2009年2月6日金曜日

ディスカウントTOB

ちょっと古いが、昨年末、パナソニックが三洋電機の主要株主にTOBを提示した際、その額が一株の時価を大きく下回る価格だったニュースについて。こういった市場価格を下回る価格でのTOBのことをディスカウントTOBという。
そもそもTOBとは何か。簡単に言うと、株式市場に上場している会社の支配権を株式市場外で取得する手法のことである。よってTOBの最も大事な点は買付価格となる。
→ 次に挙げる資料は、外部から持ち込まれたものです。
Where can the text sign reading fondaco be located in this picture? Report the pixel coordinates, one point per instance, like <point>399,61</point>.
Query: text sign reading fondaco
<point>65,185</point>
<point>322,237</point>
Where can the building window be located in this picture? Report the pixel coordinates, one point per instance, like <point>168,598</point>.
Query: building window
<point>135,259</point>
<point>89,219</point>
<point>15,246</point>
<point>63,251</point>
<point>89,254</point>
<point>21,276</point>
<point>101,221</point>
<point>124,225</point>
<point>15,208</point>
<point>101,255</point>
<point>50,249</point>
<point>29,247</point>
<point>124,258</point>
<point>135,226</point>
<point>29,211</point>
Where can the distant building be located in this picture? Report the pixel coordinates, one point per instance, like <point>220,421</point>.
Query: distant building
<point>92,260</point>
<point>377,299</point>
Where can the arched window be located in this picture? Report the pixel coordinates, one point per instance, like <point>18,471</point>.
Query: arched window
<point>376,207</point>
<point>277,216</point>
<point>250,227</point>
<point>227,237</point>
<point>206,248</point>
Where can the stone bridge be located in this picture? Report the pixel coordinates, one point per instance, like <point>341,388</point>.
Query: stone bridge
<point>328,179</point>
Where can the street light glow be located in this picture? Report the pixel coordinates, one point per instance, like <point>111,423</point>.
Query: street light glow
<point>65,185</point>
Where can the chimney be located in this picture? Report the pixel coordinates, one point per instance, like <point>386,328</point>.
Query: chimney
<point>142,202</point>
ではなぜ、パナソニックが仕掛けたような時価を下回るTOBが可能だったのかというと、日本にはTOB価格に規制がないためだ。
ここで問題になるのは、市場価格よりも低い額のTOBに応募した会社(この場合は三井住友銀行と大和証SMBC)は株主代表訴訟を起こされる可能性はないのかということだ。取締役には善管注意義務があるため、会社の保有資産は少しでも高く売る義務がある。
しかしこの点、日本には「経営判断の原則」という判例があるため、たとえ代表訴訟を起こされたとしても、賠償請求される可能性は低い。
ただ、三洋電機の株を保有していたゴールドマン・サックスだけは別で、アメリカで訴訟を起こされる可能性があったので、価格交渉をゴネたらしい。これは弁護士の先生から聞いた話なのだが。

ディスカウントTOBは価格が市場価格より低いため、一般株主が応募できないという点が問題とされており、今後この点がどうなるのか期待したい。